Gianni Schicchi © Guergana Damianova
Une direction d’acteur très précise
Difficile de trouver un dénominateur commun à ces trois parties dont les décors réalistes, une immense chambre vide où trône un lit pour Schicchi, une péniche amarrée et son quai animé pour Il Tabarro et enfin une froide salle-préau pour le couvent de Suor Angelica, privilégient les couleurs neutres et les éclairages feutrés. La direction d’acteur, très précise, alterne quant à elle des moments d’une extrême agitation parfaitement réglés, façon comédie italienne (Schicchi), avec des scènes intimistes inspirées des films noirs à la Carné (Il Tabarro), qui conduisent tout naturellement le spectateur vers une conclusion dramatique en forme d’apothéose (Suor Angelica).

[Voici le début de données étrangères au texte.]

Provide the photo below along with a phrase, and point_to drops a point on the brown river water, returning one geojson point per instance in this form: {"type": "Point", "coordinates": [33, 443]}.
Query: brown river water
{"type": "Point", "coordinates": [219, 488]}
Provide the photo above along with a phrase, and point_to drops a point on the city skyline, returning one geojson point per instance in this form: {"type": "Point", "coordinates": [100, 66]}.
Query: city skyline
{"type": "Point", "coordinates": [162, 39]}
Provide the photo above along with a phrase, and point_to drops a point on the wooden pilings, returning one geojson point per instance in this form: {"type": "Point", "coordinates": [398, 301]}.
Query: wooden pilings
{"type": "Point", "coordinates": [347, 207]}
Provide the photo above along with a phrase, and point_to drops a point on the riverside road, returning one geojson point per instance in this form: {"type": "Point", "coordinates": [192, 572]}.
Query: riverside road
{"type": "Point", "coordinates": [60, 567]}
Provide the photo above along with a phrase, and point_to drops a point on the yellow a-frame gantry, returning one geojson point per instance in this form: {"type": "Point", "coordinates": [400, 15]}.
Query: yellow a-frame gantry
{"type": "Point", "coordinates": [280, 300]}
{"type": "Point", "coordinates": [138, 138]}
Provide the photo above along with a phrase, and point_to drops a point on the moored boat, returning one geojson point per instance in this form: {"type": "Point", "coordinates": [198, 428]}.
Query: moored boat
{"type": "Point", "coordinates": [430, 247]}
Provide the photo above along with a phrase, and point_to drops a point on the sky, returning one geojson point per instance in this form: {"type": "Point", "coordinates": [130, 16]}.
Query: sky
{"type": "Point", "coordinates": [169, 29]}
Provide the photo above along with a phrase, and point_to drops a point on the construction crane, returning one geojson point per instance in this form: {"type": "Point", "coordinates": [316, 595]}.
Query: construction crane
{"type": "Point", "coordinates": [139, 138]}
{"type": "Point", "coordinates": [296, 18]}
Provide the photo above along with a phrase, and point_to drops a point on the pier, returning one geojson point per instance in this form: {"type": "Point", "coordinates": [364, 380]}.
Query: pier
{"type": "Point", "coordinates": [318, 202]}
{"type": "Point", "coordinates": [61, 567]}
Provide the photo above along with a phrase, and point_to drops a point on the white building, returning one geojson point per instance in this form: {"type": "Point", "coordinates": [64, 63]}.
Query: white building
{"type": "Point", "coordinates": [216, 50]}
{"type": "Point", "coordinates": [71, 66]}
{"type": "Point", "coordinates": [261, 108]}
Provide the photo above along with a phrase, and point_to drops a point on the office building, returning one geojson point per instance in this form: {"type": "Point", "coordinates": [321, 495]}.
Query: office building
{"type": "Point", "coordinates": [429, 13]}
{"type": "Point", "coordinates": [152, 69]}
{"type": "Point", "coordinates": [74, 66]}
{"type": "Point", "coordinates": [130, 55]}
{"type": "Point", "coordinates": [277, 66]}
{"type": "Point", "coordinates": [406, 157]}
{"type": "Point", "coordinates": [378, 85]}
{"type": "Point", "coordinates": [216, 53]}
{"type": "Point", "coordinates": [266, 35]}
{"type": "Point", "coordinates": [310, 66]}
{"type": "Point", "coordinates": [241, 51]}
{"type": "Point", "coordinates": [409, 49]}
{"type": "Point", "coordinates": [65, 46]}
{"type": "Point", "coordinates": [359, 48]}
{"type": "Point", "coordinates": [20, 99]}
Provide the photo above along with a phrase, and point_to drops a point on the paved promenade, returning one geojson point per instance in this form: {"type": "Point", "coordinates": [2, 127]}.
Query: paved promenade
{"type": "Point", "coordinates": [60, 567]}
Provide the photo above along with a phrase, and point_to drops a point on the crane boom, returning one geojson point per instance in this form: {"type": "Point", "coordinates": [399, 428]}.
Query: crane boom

Carlo Rizzi © Tessa Traeger
Geste, tenue et flamme

Il Tabarro © Guergana Damianova
L’atout d’une distribution identique à celle de Salzbourg
Le fait que la distribution soit identique à celle de Salzbourg est évidemment l’un des points forts de cette représentation. Misha Kiria est un Gianni Schicchi plus vrai que nature, exubérant tant sur le plan physique que vocal. Il a le sens de la scène et occupe le plateau de toute sa corpulence, son baryton généreux se projetant avec vigueur dans la salle. A ses côté Enkelejda Shkoza (Zita) se débat avec ardeur pour défendre sa part d’héritage entourée d’une galerie de personnages campés avec malice, tandis que le jeune couple Lauretta/Rinuccio tente d’éclore : Asmik Grigorian se fait légère, tout en soulignant avec une belle intensité la détresse contenue dans le célèbre « Babbino caro », le timbre d’Alexey Neklyudov étant bien mince pour se déployer aisément dans pareil vaisseau.
Les thèmes abordés dans Il Tabarro, misère sociale et affective, conflits familiaux, honneur, sont ici parfaitement restitués par des interprètes impressionnants de naturel et de réalisme. Le mari, Roman Burdenko (Michele), la femme, Asmik Grigorian (Giorgietta) et l’amant, Joshua Guerrero (Luigi) sont intenses et touchants, dotés de voix larges et expressives qui forment un trio impossible aux aspirations irréconciliables.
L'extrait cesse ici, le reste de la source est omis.